これまでに何度か飼育日記で紹介している、重なるウニPrionechinus forbesianusですが、実は正式な和名がありませんでした。
そこで、この度、和名を提唱しました。
実は、学名と違って和名には命名規約(ルール)がありません。
ですが、実際は学術雑誌や図鑑など公表性の高い媒体での提唱が主になっているようです。そりゃ誰でも彼でも勝手な名前で呼んでいたら混乱しますからね。
今回は水族館の年報で、行動報告と共に和名を提唱しました。
このカガミモチウニは日本近海からフィジー島まで太平洋西側の水深260–1370mにかけて幅広く分布し、海底の沈木を餌とする習性が知られています。熊野灘では水深300m付近から沈木と一緒に採集されます。

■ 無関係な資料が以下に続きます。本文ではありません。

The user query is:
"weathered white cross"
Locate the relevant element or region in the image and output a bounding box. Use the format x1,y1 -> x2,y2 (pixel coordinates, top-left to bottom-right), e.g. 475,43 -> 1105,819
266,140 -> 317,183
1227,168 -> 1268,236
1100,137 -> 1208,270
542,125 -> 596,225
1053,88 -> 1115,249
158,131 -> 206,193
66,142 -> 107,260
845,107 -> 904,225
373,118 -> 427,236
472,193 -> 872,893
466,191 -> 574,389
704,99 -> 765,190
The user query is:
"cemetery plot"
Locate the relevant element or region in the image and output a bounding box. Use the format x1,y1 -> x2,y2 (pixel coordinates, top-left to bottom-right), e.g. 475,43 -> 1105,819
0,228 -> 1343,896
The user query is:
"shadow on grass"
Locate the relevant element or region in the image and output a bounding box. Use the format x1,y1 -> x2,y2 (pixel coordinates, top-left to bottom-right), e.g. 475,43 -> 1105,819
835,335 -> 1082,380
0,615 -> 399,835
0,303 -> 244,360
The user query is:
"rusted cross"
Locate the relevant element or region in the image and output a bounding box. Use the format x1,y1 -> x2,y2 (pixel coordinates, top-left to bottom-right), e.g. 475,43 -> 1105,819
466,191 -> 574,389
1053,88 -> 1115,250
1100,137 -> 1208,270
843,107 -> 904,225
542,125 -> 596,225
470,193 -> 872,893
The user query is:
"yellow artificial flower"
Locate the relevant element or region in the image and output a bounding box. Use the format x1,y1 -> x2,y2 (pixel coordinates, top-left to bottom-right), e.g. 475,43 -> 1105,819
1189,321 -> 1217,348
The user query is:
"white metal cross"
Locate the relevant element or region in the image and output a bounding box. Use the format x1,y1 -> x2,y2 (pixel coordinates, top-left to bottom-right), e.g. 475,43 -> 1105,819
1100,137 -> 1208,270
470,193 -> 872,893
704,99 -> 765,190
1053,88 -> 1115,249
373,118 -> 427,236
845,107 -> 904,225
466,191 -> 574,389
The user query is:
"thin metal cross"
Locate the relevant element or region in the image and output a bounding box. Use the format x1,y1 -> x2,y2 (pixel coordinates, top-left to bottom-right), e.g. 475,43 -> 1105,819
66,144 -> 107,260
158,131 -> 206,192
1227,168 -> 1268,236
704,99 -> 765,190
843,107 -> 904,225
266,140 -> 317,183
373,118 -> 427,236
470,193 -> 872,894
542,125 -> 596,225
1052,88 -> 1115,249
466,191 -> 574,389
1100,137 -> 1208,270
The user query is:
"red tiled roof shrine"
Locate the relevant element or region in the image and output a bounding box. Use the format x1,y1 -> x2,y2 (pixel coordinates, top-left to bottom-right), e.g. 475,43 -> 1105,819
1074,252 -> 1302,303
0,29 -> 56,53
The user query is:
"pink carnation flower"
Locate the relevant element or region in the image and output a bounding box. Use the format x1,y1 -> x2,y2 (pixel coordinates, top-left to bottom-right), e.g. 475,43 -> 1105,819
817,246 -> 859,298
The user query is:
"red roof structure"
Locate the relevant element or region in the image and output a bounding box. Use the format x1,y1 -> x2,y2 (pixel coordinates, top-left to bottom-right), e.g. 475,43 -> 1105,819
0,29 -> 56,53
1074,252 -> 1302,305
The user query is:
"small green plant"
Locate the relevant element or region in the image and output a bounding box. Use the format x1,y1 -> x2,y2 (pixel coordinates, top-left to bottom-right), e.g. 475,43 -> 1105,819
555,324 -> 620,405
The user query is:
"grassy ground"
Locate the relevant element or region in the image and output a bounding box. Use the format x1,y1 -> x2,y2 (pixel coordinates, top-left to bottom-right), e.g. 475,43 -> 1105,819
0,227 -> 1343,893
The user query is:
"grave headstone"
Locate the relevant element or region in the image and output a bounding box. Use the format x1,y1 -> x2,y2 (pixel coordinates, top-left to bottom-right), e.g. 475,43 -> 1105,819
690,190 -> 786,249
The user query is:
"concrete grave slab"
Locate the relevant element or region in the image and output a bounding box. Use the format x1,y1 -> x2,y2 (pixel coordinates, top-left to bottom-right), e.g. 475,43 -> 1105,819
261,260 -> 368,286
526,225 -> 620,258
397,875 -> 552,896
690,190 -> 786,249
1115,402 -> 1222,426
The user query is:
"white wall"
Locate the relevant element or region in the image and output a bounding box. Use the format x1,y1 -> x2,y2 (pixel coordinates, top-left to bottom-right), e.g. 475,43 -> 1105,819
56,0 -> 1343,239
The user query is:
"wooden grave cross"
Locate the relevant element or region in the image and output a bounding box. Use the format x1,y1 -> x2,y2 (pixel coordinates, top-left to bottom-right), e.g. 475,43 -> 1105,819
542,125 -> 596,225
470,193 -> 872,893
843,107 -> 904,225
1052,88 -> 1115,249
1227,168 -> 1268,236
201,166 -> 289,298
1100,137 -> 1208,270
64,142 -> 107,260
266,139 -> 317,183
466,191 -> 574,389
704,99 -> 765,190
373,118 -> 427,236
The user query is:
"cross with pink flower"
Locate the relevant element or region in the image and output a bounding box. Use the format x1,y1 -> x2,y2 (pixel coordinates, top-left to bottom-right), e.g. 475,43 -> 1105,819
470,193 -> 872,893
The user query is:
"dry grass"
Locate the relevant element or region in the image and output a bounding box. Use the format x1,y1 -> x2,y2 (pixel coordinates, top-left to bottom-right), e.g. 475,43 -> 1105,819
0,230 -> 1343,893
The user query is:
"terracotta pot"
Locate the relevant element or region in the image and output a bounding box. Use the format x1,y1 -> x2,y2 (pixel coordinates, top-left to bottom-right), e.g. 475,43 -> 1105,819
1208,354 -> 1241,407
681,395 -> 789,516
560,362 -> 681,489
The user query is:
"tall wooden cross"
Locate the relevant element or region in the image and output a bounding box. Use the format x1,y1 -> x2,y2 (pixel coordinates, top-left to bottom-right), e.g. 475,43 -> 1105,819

水槽の中で2個体が長期間上下に重なることが初めて明らかになりましたが、この行動は複数の個体間で同時に起こり、また、それぞれが比較的長期間持続します。
そして、上の個体は全てオス、下の個体は全てメスで、共に性成熟に達していました。
さらに,上下に重なったペアに単独オスが接近すると、メスの上に乗っていたオスが近づく単独オスを激しく押し出すことから、この重なり行動はオスが産卵時期のメスを独り占めする行動だと考えられます。
他のウニでは見られない、とても興味深い行動です。